Shear Stress between Steel and Concrete

[Arun4567777]

Hi!

For composite beams as per AISC, the shear force that Shear studs are designed to resists is min of Steel Tensile Strength or Concrete Compressive Strength as given in Chapter I,AISC
My question is why we use Tesnile Strength or Compressive Strength as Shear force at the intrafe of two. What is the logic?

 

[271828]

I don't think your statement is quite right. The following is the logic.

Draw a FBD of the beam and slab, exploded like below.

From sum of forces in the slab, C = V.
From sum of forces in the beam, T = V.
Thus, C = T = V. These three are always equal no matter what.

Mn is computed for the ultimate strength condition that occurs when the weakest of T, C, or V maxes out.

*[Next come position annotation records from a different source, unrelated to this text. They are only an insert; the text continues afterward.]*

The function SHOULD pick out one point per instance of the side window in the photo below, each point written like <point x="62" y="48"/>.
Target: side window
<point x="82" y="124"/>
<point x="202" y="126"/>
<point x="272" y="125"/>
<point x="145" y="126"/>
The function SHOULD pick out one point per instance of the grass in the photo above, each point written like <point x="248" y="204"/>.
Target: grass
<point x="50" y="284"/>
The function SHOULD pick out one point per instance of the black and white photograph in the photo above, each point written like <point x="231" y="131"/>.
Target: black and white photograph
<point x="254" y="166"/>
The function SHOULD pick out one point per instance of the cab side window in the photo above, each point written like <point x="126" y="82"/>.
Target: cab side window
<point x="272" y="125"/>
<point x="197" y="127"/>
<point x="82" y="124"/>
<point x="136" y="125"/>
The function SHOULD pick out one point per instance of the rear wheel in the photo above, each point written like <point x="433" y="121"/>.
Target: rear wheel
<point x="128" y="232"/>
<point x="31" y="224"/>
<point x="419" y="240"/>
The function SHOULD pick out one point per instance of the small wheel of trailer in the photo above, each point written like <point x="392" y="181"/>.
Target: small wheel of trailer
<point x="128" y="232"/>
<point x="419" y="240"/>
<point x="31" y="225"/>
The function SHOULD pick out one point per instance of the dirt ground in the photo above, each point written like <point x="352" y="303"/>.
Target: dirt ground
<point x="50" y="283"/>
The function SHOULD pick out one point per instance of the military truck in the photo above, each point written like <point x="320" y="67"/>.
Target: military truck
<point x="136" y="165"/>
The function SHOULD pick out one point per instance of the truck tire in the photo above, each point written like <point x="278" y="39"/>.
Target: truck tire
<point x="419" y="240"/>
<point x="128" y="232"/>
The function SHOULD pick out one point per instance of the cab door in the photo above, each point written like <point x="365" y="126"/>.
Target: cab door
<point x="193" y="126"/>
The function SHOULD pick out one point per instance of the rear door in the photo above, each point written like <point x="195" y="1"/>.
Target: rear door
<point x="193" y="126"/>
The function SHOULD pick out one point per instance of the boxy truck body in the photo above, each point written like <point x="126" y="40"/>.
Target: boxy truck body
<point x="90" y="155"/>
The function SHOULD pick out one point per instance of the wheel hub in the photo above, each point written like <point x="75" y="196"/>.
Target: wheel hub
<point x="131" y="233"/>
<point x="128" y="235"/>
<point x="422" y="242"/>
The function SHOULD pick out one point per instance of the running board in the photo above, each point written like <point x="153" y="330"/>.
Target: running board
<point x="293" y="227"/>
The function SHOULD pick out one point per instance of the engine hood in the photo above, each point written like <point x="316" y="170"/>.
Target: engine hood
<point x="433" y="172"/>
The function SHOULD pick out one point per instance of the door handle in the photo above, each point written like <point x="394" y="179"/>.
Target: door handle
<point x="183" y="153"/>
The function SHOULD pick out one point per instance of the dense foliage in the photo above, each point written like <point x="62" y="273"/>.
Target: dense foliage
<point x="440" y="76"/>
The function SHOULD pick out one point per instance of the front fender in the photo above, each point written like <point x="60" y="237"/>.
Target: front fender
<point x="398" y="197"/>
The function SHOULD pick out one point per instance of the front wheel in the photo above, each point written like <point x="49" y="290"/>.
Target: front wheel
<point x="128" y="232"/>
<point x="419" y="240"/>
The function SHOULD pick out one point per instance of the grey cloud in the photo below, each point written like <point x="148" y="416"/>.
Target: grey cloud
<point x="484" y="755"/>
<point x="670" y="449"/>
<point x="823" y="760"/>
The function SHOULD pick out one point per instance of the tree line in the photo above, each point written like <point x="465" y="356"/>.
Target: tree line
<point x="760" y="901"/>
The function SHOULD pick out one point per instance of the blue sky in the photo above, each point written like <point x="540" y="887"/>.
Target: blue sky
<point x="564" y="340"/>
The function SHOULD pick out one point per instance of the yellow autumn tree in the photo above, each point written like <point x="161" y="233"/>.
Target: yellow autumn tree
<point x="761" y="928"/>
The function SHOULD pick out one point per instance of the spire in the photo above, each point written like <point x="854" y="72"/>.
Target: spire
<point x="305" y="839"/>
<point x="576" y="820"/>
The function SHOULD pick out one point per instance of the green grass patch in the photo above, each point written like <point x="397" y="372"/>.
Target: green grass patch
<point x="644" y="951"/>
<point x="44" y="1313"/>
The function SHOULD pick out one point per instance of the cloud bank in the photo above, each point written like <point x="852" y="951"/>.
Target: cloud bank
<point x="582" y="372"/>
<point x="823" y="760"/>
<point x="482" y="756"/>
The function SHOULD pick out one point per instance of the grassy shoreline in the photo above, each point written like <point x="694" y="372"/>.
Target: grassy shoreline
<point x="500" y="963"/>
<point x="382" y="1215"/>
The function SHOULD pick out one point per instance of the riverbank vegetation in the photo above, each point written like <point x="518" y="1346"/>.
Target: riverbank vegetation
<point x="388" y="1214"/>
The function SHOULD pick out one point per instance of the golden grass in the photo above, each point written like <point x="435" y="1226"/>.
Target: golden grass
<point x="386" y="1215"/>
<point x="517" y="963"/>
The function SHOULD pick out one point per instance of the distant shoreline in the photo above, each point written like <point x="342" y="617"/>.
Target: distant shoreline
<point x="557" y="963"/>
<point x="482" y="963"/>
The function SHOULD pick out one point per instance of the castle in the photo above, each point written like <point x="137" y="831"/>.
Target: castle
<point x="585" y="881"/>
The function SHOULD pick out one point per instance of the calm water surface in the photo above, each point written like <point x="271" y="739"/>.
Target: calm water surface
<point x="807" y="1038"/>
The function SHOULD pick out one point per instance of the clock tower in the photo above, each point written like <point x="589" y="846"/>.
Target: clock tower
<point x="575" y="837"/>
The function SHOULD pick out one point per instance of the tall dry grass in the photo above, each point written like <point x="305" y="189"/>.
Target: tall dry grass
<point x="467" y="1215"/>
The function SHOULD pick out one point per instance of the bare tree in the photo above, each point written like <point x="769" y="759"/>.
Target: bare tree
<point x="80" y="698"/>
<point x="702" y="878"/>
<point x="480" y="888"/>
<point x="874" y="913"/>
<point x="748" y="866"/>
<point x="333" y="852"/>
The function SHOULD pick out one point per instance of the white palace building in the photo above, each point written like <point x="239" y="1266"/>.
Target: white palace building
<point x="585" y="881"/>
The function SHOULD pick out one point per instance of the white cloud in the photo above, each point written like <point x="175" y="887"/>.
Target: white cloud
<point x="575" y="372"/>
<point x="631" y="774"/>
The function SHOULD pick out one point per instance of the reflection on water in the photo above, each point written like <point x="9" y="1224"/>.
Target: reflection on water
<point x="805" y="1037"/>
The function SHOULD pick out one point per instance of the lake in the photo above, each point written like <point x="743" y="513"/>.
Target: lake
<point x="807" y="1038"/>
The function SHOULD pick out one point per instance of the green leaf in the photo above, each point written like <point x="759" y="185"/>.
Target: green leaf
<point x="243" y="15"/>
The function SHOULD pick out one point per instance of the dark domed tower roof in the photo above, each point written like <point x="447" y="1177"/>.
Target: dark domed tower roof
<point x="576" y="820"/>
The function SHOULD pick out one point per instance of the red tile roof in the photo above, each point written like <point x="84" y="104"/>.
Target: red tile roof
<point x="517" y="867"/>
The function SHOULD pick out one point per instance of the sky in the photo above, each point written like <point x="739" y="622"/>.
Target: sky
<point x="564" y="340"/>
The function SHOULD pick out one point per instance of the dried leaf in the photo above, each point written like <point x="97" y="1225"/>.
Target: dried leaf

The max possible value of T is Tmax=Fy*As.
The max possible value of C is Cmax=0.85*f'c*Ac
The max possible value of V is the sum of the stud strengths, SumQn.

Thus, V = min(Tmax, Cmax, or SumQn). Figure out what that is and draw the unique plastic stress distribution that would cause it, sum moments around something to get Mn.

 

[Arun4567777]

Thanks for the reply. If I subject a composite beam to pure bending. The Shear force would be zero. Eg. If I stack 6 planks together and apply pure bending on them, the planks won't slip. If I apply bending and Shear, the Shear forces would cause the planks to slip. Following the same logic, the C and T force generates a moment resistance foe the beam. The actual Shear force in the beam or max shear capacity of beam should be used to calculate the stud force.

 

[Arun4567777]

In a Plate Girder with Flange and Web, we design the weld between Flange and Web for the actual shear Force. Following the same logic, the same shear exists between the interface of concrte and steel. I hope I am making sense.

 

[271828]

Study the FBD and logic I typed above. It is the situation for a typical composite beam. It might help to try not to think so much about what you learned in Mechanics of Materials class. All that stuff was formulated for linearly elastic. In this case, you're trying to figure out what would be going on at the ultimate strength. That FBD and simple statics stuff I typed above are what you need to be thinking about if you want to understand the logic for this.

You mentioned "pure bending." Sometimes beams have segments with pure bending and no shear. For example, a girder with two equally spaced point loads. In that case, the figure I drew above would need to be slightly altered by replacing "midspan" with "1/3 point."

 

[Arun4567777]

Thanks!
I have one more question. I designed a composite beam with 250 mm slab on top. The contractor casted 150mm only and now again he will cast the remaining 100 mm. There will be a horizontal joint. Is their any way we can still get composite action for 250 mm

 

[271828]

Presumably, the concrete stress block is contained in the top 100 mm. You would need to show that there's enough shear-friction strength to transfer the resultant of the stress block across the concrete-to-concrete interface. This is the first time I've heard of such a situation. I would think you'd need vertical rebar crossing that joint to allow for a shear-friction calculation. There's not much room to develop the rebar, though. Maybe there's some other approach, but none comes to mind.